I reached up to grab something I’d hung over the shower curtain rod to dry, and it came down, along with the rod and the curtain and a big noise. So I grabbed the rod and a stool and started to put it back up.
Peanut wandered in the bathroom, and Pumpkin grabbed her by the shoulders, turned her around, and steered her out. “This is going to be a disaster,” she told her little sister.
“A disaster?” I said. “I can hang a shower curtain! I lived on my own for 10 years before I moved in with your dad!”
I was getting mad. But was I mad at what she said, or what she had learned from watching us?
I moved out when I was 18. I put myself through school while often working multiple jobs and 60-hour work weeks. I hung my own pictures on the wall and put air in my tires and paid my own bills. If a shower curtain fell down, I hung it back up.
But she didn’t know me then.
Now, Mr. G and I divvy up the household responsibilities. I do most of the cooking, because I enjoy it more. We both do laundry. He cleans the floors, I clean the bathrooms. He loads the dishwasher, I take care of the stuff that needs to be hand washed. He pays the bills, I make the grocery lists and pack the lunches and the school bags. I think we split things up pretty equally, and play to our strengths.
But somehow she got the idea that I can’t do a simple task like hang a shower curtain.

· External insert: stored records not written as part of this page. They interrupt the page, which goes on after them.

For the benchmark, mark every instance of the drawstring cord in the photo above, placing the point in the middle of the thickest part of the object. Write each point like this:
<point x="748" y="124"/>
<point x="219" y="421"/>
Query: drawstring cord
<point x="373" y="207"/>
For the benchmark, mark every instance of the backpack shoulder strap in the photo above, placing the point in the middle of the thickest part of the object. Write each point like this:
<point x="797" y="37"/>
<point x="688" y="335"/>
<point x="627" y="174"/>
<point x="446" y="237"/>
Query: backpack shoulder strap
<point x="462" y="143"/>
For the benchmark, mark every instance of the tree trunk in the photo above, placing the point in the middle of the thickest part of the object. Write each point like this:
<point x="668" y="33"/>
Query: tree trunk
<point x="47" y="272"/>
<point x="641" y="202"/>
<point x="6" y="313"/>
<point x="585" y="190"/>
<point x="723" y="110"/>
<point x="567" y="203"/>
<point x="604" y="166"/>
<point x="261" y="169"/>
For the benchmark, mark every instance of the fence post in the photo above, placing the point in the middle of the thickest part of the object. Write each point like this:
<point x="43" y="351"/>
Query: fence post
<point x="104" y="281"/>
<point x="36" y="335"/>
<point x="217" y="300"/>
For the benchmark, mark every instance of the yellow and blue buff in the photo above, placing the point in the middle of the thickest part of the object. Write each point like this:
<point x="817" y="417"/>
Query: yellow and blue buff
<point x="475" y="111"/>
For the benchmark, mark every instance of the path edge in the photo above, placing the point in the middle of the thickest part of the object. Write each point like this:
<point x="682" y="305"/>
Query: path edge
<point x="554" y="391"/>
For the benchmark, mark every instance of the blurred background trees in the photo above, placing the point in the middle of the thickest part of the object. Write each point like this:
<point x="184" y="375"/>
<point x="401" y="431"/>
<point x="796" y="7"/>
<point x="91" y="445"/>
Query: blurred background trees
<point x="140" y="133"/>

Maybe this is not a big deal in the big scheme of things. But it’s kind of stressful being a mom of daughters. I want them to know they can do anything they want. Be anything they want. The world still doesn’t treat girls as equals, so they need to know that we believe they are.
And the way they will learn that, I suppose, is by watching us. But does it mean I have to actually do everything to prove to them they can do everything? I don’t think that’s the answer, either.
But I did get that shower curtain back in place. So there’s that.